On May 8, 2013, the US Environmental Protection Agency (EPA) Office of Pesticide Programs, Antimicrobial Division (AD), released its long-awaited final rule regarding data requirements for antimicrobial pesticides.1 The new requirements (Subpart W of 40 CFR Part 158 or Part 158W) update and replace Part 161 of Title 40 of the Code of Federal Regulations with the goal of “providing an up-to-date scientific framework for identifying and assessing the risks of antimicrobial pesticides sold or distributed in the United States.”2
This final rule represents a fundamental change in the way antimicrobial products will be reviewed in the US. The rule sets forth significant new data requirements for antimicrobial products, including food contact materials, antifoulant coatings and paints, and wood preservatives. The new requirements will likely result in significantly increased data costs for many types of antimicrobial products, and may increase the time required to complete the registration process.
The EPA codified 11 new data requirements in this final rule. One such major new requirement involves how AD will handle “down the drain uses” where the “EPA intends to conduct an assessment of the potential impact of the antimicrobial chemical on the microorganisms in the biological treatment processes of a [waste water treatment plant] and the potential for the antimicrobial chemical to pass through the [waste water treatment plant] in effluent.”3 Another major new requirement is the need to determine the nature and magnitude of antimicrobial pesticide residues on surfaces as a “more definitive trigger” for subsequent migration studies to determine rate and amount of materials being released from a product.
In the preamble to the rule, the EPA has reiterated its expansive interpretation of the its authority over food use products, indicating that the EPA will re-review and approve many of the same chemicals and uses reviewed by the US Food and Drug Administration (FDA). Thus food use products may be subject to extensive additional data requirements.
The EPA views the 158W rule as a “launching pad” for the use of “21st Century toxicology and integrated testing strategies” that may ultimately help reduce animal use and cost associated with toxicity testing. The basic strategy is to “maximize use of existing data from similar compounds, including information from new in silico and in vitro predictive models and exposure modeling to target in vivo toxicity testing that is needed to assess and manage risks,” including the use of quantitative structure-activity relationships (QSAR) and thresholds of toxicological concern (TTC).4 To evaluate the efficacy of this new approach to safety testing, the EPA will use “[d]ata from improved biomarkers of exposure and biological outcomes from population-based studies.”5
The rule is effective July 8, 2013. However, the EPA recognizes that registrants may not have all the newly-required data by that date, and therefore may “extend up to two years post-promulgation for situations in which a more time-intensive new study is missing.”6
There will be several additional guidance documents issued over the next several months as the EPA works to implement the new 158W data requirements. For example, the EPA intends to issue a “toxicity data requirement” guidance document on performing weight-of-evidence evaluation to determine overall toxicity data needs as well as evaluating waiver justifications. In addition, as mentioned in the final rule (78 FR at 26940), the EPA will prepare an Antimicrobial Use Site Index “to provide additional information about … use patterns.” Registrants will want to keep abreast of these Part 158W implementation actions over the next few months, as the forth-coming guidance will be critical to understanding the 158W requirements and risk assessment process.
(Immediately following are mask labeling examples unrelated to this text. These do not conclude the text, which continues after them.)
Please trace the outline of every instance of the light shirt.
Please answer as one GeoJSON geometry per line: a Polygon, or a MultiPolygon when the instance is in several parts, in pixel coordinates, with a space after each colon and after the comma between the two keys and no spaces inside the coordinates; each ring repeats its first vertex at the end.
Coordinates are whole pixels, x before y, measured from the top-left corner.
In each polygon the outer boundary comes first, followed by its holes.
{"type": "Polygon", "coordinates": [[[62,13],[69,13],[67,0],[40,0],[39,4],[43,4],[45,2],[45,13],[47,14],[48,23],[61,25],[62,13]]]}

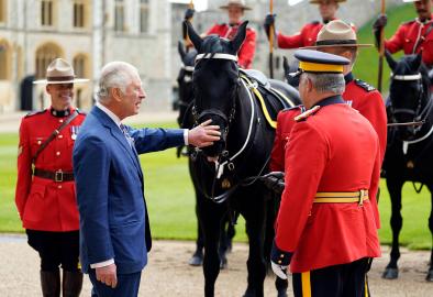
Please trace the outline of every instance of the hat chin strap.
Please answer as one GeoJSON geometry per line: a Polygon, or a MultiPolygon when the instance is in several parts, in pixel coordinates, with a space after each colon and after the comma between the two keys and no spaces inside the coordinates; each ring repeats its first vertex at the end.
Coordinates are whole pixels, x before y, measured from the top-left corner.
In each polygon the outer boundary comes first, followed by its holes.
{"type": "Polygon", "coordinates": [[[207,54],[199,54],[196,57],[196,63],[202,58],[219,58],[219,59],[230,59],[230,61],[234,61],[237,62],[237,56],[236,55],[231,55],[231,54],[221,54],[221,53],[216,53],[216,54],[212,54],[212,53],[207,53],[207,54]]]}

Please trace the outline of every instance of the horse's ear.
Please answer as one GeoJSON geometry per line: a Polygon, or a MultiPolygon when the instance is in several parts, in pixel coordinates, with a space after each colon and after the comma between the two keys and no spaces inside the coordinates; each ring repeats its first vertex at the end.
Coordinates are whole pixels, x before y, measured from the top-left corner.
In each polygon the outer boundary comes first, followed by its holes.
{"type": "Polygon", "coordinates": [[[185,52],[184,43],[180,41],[177,42],[177,51],[179,52],[180,58],[184,61],[187,53],[185,52]]]}
{"type": "Polygon", "coordinates": [[[244,43],[244,40],[246,37],[246,25],[248,24],[248,21],[243,22],[240,28],[237,29],[237,33],[232,40],[232,46],[233,50],[237,53],[241,48],[241,45],[244,43]]]}
{"type": "Polygon", "coordinates": [[[397,66],[397,62],[392,58],[391,53],[389,53],[387,50],[385,50],[385,57],[387,58],[387,63],[389,68],[391,68],[391,70],[393,70],[397,66]]]}
{"type": "Polygon", "coordinates": [[[197,32],[192,28],[192,24],[189,21],[184,21],[184,24],[187,26],[187,33],[190,41],[192,42],[196,50],[199,52],[203,40],[200,37],[199,34],[197,34],[197,32]]]}

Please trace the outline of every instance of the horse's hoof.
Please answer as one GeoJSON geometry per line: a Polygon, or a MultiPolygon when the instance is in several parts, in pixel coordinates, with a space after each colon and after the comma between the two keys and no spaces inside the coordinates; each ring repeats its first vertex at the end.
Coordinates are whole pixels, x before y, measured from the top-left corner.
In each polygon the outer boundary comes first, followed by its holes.
{"type": "Polygon", "coordinates": [[[433,282],[433,268],[431,268],[425,277],[425,280],[433,282]]]}
{"type": "Polygon", "coordinates": [[[195,253],[192,257],[188,262],[191,266],[201,266],[203,264],[203,254],[202,253],[195,253]]]}
{"type": "Polygon", "coordinates": [[[220,270],[226,270],[229,266],[227,258],[224,256],[223,258],[220,260],[220,270]]]}
{"type": "Polygon", "coordinates": [[[386,268],[384,274],[381,275],[385,279],[396,279],[399,277],[399,270],[398,268],[386,268]]]}

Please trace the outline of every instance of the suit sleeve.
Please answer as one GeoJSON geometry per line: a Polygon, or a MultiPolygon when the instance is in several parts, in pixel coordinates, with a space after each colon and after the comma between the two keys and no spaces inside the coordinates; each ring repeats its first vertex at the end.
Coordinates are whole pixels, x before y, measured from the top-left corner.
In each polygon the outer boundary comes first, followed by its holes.
{"type": "Polygon", "coordinates": [[[388,41],[385,41],[385,48],[391,54],[397,53],[403,48],[404,44],[406,28],[400,25],[396,34],[392,35],[388,41]]]}
{"type": "Polygon", "coordinates": [[[127,127],[127,130],[131,138],[134,139],[135,150],[138,154],[185,145],[184,129],[132,129],[127,127]]]}
{"type": "Polygon", "coordinates": [[[296,251],[327,158],[324,136],[307,121],[295,124],[286,150],[286,188],[276,223],[275,240],[280,250],[296,251]]]}
{"type": "Polygon", "coordinates": [[[89,263],[114,258],[108,211],[110,153],[102,140],[81,139],[74,151],[74,174],[80,215],[80,235],[89,263]]]}
{"type": "Polygon", "coordinates": [[[277,129],[275,131],[274,146],[270,153],[269,168],[271,172],[284,172],[285,170],[285,147],[282,144],[281,136],[281,116],[279,112],[277,117],[277,129]]]}
{"type": "Polygon", "coordinates": [[[256,32],[248,30],[242,47],[238,52],[238,64],[242,68],[248,69],[252,67],[254,54],[256,52],[256,32]]]}
{"type": "Polygon", "coordinates": [[[18,152],[18,177],[15,187],[15,205],[20,218],[23,218],[25,202],[32,184],[32,153],[30,147],[30,136],[27,125],[23,120],[20,125],[20,143],[18,152]]]}

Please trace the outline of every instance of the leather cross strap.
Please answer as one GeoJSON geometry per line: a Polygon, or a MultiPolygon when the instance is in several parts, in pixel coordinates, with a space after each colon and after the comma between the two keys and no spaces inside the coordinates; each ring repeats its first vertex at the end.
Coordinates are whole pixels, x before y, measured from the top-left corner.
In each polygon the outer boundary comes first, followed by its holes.
{"type": "Polygon", "coordinates": [[[62,183],[62,182],[71,182],[74,180],[74,173],[73,172],[48,172],[40,168],[35,168],[33,172],[34,176],[46,178],[46,179],[52,179],[56,183],[62,183]]]}
{"type": "Polygon", "coordinates": [[[42,151],[44,151],[45,147],[60,133],[60,131],[64,130],[65,127],[67,127],[75,118],[77,118],[77,116],[78,110],[75,110],[73,114],[70,114],[69,118],[65,122],[63,122],[56,130],[54,130],[53,133],[46,139],[46,141],[41,144],[40,148],[37,148],[36,153],[32,158],[33,164],[36,162],[36,158],[42,153],[42,151]]]}
{"type": "Polygon", "coordinates": [[[368,190],[358,191],[319,191],[315,194],[314,204],[352,204],[363,206],[368,200],[368,190]]]}

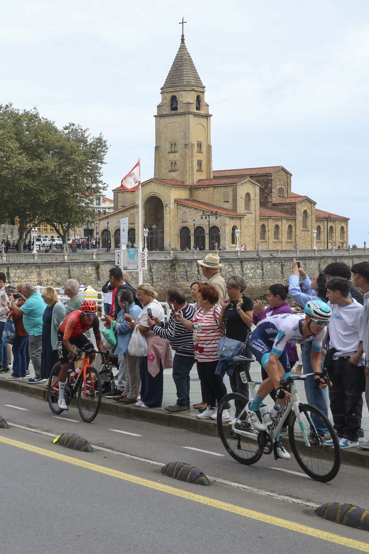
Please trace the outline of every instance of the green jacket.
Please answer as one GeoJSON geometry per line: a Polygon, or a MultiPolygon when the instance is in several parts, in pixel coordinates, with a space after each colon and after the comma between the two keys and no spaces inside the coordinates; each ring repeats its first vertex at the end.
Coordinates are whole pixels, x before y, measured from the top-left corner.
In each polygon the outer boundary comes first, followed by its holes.
{"type": "Polygon", "coordinates": [[[55,302],[51,320],[51,348],[53,350],[58,350],[58,331],[65,317],[65,308],[60,301],[55,302]]]}

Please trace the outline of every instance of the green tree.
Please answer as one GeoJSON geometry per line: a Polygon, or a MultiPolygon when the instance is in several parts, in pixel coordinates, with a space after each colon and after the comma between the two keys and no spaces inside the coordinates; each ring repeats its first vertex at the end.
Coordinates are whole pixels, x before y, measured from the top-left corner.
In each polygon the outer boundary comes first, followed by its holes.
{"type": "Polygon", "coordinates": [[[95,216],[107,150],[101,134],[73,123],[59,130],[36,108],[0,105],[0,220],[19,218],[20,252],[38,221],[53,225],[67,249],[71,228],[95,216]]]}

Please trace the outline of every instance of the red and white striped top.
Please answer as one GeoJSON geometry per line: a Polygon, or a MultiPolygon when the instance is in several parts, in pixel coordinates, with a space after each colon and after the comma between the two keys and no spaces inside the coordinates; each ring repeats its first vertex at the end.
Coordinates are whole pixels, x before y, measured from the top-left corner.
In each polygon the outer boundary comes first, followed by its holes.
{"type": "Polygon", "coordinates": [[[199,362],[219,360],[218,342],[222,336],[222,328],[218,325],[221,308],[215,306],[206,314],[204,308],[198,310],[193,320],[195,357],[199,362]]]}

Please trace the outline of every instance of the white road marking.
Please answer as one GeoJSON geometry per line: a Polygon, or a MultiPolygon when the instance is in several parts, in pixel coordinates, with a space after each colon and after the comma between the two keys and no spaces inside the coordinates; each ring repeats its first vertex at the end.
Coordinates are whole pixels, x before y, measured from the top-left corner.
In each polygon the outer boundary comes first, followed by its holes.
{"type": "Polygon", "coordinates": [[[201,448],[194,448],[193,447],[182,447],[182,448],[187,448],[188,450],[195,450],[196,452],[204,452],[205,454],[212,454],[213,456],[224,456],[224,454],[218,454],[217,452],[211,452],[210,450],[203,450],[201,448]]]}
{"type": "Polygon", "coordinates": [[[16,410],[24,410],[24,412],[29,412],[27,408],[19,408],[19,406],[13,406],[11,404],[4,404],[4,406],[7,406],[8,408],[15,408],[16,410]]]}
{"type": "Polygon", "coordinates": [[[300,475],[301,477],[307,477],[310,479],[309,475],[306,473],[300,473],[299,471],[293,471],[291,469],[284,469],[283,468],[269,468],[269,469],[275,469],[276,471],[285,471],[286,473],[292,473],[294,475],[300,475]]]}
{"type": "Polygon", "coordinates": [[[116,433],[124,433],[125,435],[132,435],[132,437],[143,437],[143,435],[138,435],[137,433],[128,433],[128,431],[121,431],[119,429],[110,429],[110,431],[115,431],[116,433]]]}
{"type": "Polygon", "coordinates": [[[74,421],[75,423],[79,423],[78,419],[71,419],[70,417],[61,417],[61,416],[53,416],[53,417],[56,417],[58,419],[66,419],[66,421],[74,421]]]}
{"type": "MultiPolygon", "coordinates": [[[[8,422],[8,424],[12,427],[17,427],[18,429],[23,429],[25,431],[30,431],[32,433],[36,433],[39,435],[46,435],[46,437],[52,437],[55,438],[55,433],[46,433],[45,431],[40,431],[38,429],[33,429],[31,427],[26,427],[23,425],[18,425],[16,423],[11,423],[8,422]]],[[[136,460],[137,461],[144,461],[147,464],[151,465],[156,465],[158,467],[162,468],[165,464],[163,462],[155,461],[154,460],[148,460],[145,458],[139,458],[138,456],[133,456],[130,454],[125,454],[124,452],[118,452],[117,450],[111,450],[110,448],[103,448],[102,447],[97,447],[95,444],[91,444],[95,450],[101,450],[102,452],[107,452],[108,454],[113,454],[116,456],[123,456],[124,458],[128,458],[130,460],[136,460]]],[[[250,493],[255,493],[256,494],[261,494],[264,496],[271,496],[277,500],[284,500],[286,502],[292,502],[295,504],[299,504],[300,506],[307,506],[309,507],[318,508],[319,504],[314,504],[312,502],[306,502],[300,498],[294,498],[293,496],[285,496],[283,494],[277,494],[276,493],[271,493],[268,490],[263,490],[262,489],[255,489],[254,487],[248,486],[247,485],[242,485],[241,483],[236,483],[233,481],[226,481],[225,479],[220,479],[217,477],[212,477],[207,475],[207,478],[210,481],[214,481],[215,483],[220,483],[222,485],[227,485],[228,486],[232,486],[236,489],[242,489],[243,490],[247,490],[250,493]]]]}

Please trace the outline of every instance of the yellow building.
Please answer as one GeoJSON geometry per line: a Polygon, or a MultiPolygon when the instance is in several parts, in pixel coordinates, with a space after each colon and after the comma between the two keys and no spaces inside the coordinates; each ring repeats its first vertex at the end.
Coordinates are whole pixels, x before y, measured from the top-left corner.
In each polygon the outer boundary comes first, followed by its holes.
{"type": "MultiPolygon", "coordinates": [[[[314,230],[318,248],[347,248],[349,218],[316,209],[314,200],[292,192],[292,174],[283,166],[213,171],[205,91],[183,36],[154,116],[154,177],[142,184],[149,250],[169,244],[181,250],[234,249],[237,230],[239,245],[249,249],[258,244],[293,249],[297,243],[311,249],[314,230]]],[[[118,187],[113,194],[108,225],[107,215],[95,220],[103,247],[108,232],[118,247],[121,217],[128,218],[131,242],[138,240],[138,193],[118,187]]]]}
In sum, the new Part 158 Subpart W represents a sea change in how antimicrobial products will be reviewed in the US. Companies seeking new registrations, amending existing registrations, or undergoing registration review for antimicrobial products will need to evaluate these data requirements to understand the potential implications for their products. In some case, consultation with the EPA may be necessary to fully understand the requirements applicable to a particular product.